WEJRUP - Denmark (N° 49126/99)

Decision 7.3.2002 [Section I]

The applicant was managing director of finance of a holding company, NFHA, the ultimate holding company of a holding group composed of over fifty companies throughout the world. In 1991 NFHA went bankrupt. The applicant, three other top executives of NFHA and three accountants were prosecuted. Investigations were carried out in eleven countries and accountants were requested to draw up the statements of account of NFHA from 1985 to 1990. The trial began in November 1994 and lasted more than 14 months. In August 1996 the City Court gave a two-hundred-page judgment convicting the applicant and sentencing him to two years’ imprisonment. He was also ordered to pay costs of 400,000 kroner (DKK). He appealed. The trial in the High Court started in November 1997 and lasted almost 10 months, ending with a judgment in which the sentence was confirmed, although the costs were reduced. The applicant complained that Article 6(1) of the Convention had been violated due to the length of the proceedings but tThe High Court found that 7 years and 7 months for a case of such complexity and size did not amount to a violation of Article 6(1). Furthermore, it approved the prosecution’s decision to join the cases against the defendants, the aim being to reduce court costs. The court acknowledged that joining the cases might have unduly prolonged the proceedings for some of the defendants; it found that this was the case for the three accountants but not for the applicant and the three others. As to the applicant’s sentence, the court agreed with the findings of the City Court, emphasising that the fraud was a serious one. The Leave to Appeal Board rejected the applicant’s request for leave to appeal against the High Court’s judgment.

Inadmissible under Article 6(1): (i) victim status – The fact that the High Court expressly rejected the applicant’s claim that the proceedings had exceeded a "reasonable time" could hardly comply with the requirement that the national authorities should acknowledge either expressly or in substance a violation of the Convention. Although the High Court abstained from increasing the applicant’s sentence, despite finding that the fraud was serious and that there were few mitigating circumstances, it expressly stated that it agreed entirely with the City Court’s reasoning. Moreover, it remained unclear how much of the reduction of the costs decided by the High Court was attributable to the length of the proceedings alone. Therefore, it could not be considered that the High Court had acknowledged in a sufficiently clear manner a failure to comply with the reasonable time requirement. It was not convincingly established that the national authorities had afforded redress by reducing the sentence in an express and measurable manner or by exempting the applicant from paying an amount of costs which could have constituted redress. Accordingly, the applicant could claim to be a victim.

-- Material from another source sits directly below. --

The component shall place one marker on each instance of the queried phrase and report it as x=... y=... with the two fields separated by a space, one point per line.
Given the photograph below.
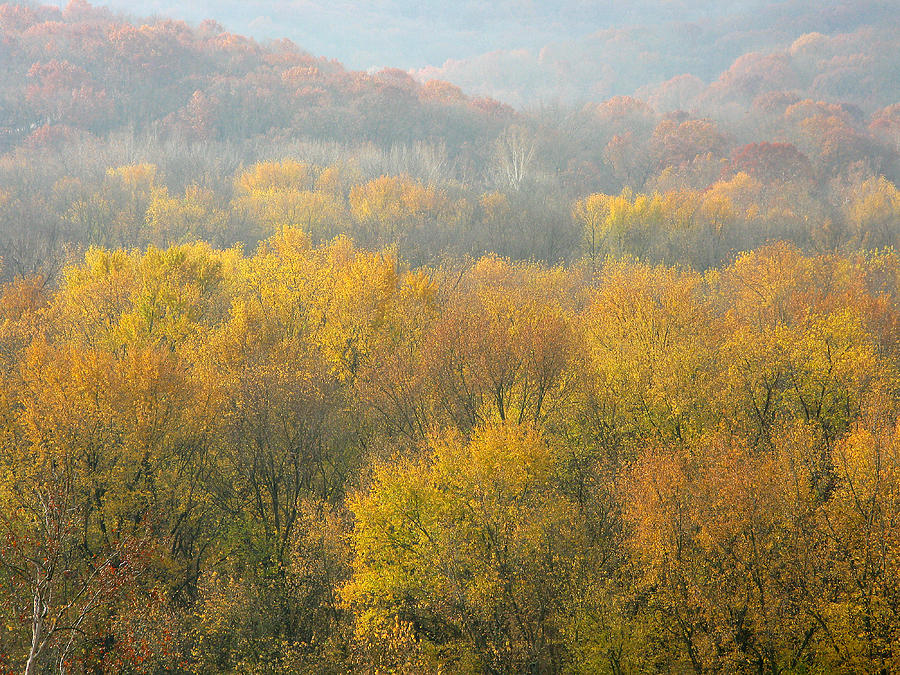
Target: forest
x=313 y=370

(ii) As to the length of the proceedings, they had lasted almost 7 years and 10 months. The case was undoubtedly of a complex nature. However, the facts of the case did not disclose that the investigating authorities or the prosecution had acted inappropriately or otherwise failed to undertake their duties with due diligence. As to the prosecution’s decision to join the investigations and the trials in respect of the applicant and the other defendants in order to reduce court costs, the charges against the applicant related to his role as managing director of finance of a large holding company and the defendants were top executives and accountants of this company; their roles were therefore interconnected. The High Court took this aspect into account when assessing the "reasonable time" requirement. Furthermore, evidence concerning the general structure of the company and its accounting practices were relevant to all defendants. For these reasons, the decision to join these cases appeared appropriate. Although the proceedings before the City Court, the High Court and the Board of leave to appeal lasted five years and more than two months, there were no periods of inactivity such as to make them unduly lengthy. In conclusion, the overall length of the proceedings did not go beyond what could be considered reasonable in the particular circumstances of the case: manifestly ill-founded.